If you own or manage rental property, you should always be thinking about ways to increase the profits your rental property.
Generally, the easiest way to increase profits on a rental property, is avoid vacancy at all costs and to maximize rental income.
As a property manager, you can suggest these updates to your clients to see if they are willing to budget for these enhancements that should increase their profits.
Update Your Pet Policy
Pet-friendly properties have the potential to earn additional income in the form of a monthly pet fee that is collected on top of regular rental payments. Even an extra $25/month per pet will add up to a few hundred extra dollars each year.
Plus, pet-friendly properties are in such high demand, that renters with pets tend to stay put. In an analysis of landlord surveys by FIREPAW, Inc., tenants with pets were found to stay significantly longer, by an average of 23 months compared to 15 months. That means less vacancies and more rental income.
Install a Washer and Dryer
Adding a washer and dryer to your rental property can increase revenue by 15% according to a survey from the National Apartment Association. If your property already has washer and dryer hookups, consider installing a washer and dryer in exchange for a lease renewal from your responsible tenants.
This added value secures a rent paying tenant for another lease term, and the rental income you will save from avoiding even a month of vacancy should cover the cost of the appliances.
Let Your Tenants Paint or Plant a Garden
The more your tenants feel at home in your property and the more energy they invest in customizing it to their lifestyle, the more likely they will want to stay long term. If a renter comes to you asking to paint a wall or plant a garden, think about the benefits of saying yes.

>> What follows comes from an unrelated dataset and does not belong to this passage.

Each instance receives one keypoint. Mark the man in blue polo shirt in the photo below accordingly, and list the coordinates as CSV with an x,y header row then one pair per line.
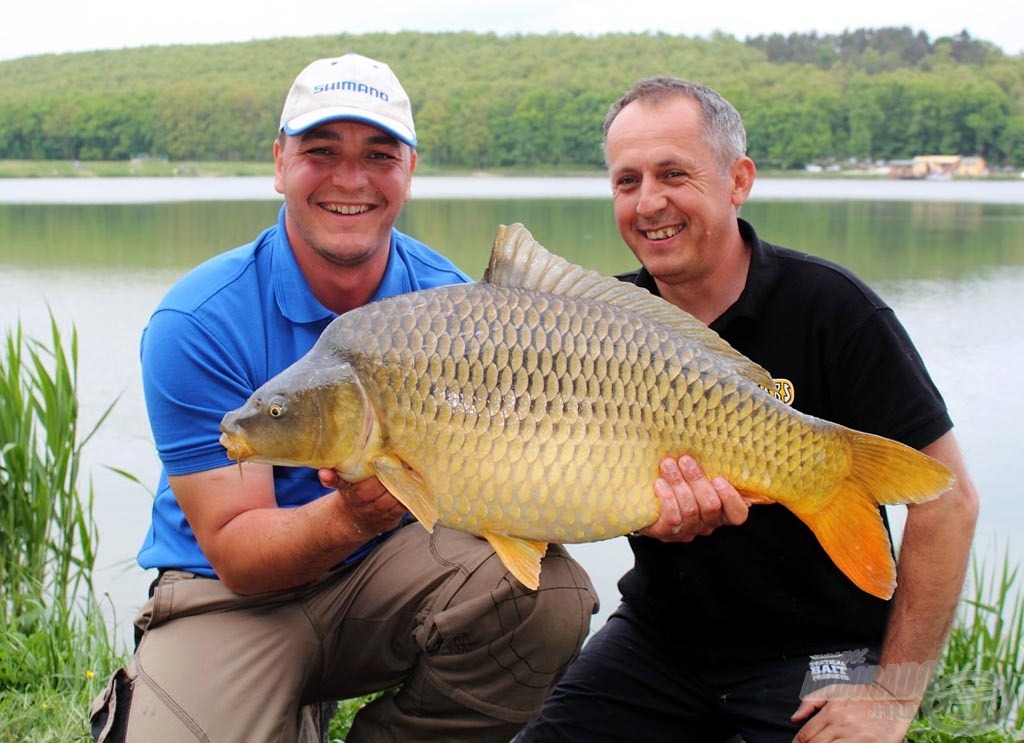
x,y
279,587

Give your renters a color palate of acceptable paints that might actually increase the re-rent potential should they ever move. Additionally, lay out some conditions in a formal written lease addendum that explains you are allowing an alteration to the property but that if the painting is not up to par or needs to be repainted upon vacancy it will come out of the tenant’s security deposit.
Any customization that you approve for your tenants–whether it’s a fresh coat of paint, planting a garden, or installing new kitchen fixtures–will help them feel comfortable and want to stay longer.
Energy Efficient Appliances
According to a study by J Turner Research for Multifamily Executive magazine, apartment shoppers are increasingly considering green features as must-haves when searching for apartments. This is especially true for Millennial renters who claim they are even willing to pay more for sustainability and energy-efficiency housing.
Updating your property with energy efficient appliances might cost a little more upfront but are shown to generate an additional 16% in rental income according to the NAA’s Amenities Survey.
Manage Your Reputation
Curious as to why your rental property is still vacant? Perhaps it’s not the property to blame but your local reputation.
Renters will be quick to complain about poor management on social media and review sites. Having a poor online reputation can set you up for failure. 88% of consumers trust online reviews as much as personal recommendations, and with the majority of renters looking for their next apartment online, you know they are bound to find out what people are saying about you online.
It is extremely important to manage your reputation so the next time a potential client finds you online, they will be more than happy to work with you. Make sure to prioritize customer service when interacting with your renters so they have nothing but nice things to say about you and your property.
You can increase the value of your rental property with a few simple upgrades that require a minimal investment like new appliances, a washer and dryer or by adding value to your renters, through pet-friendly policies, approved property personalization, and prioritizing a positive landlord-tenant relationship through reputation management.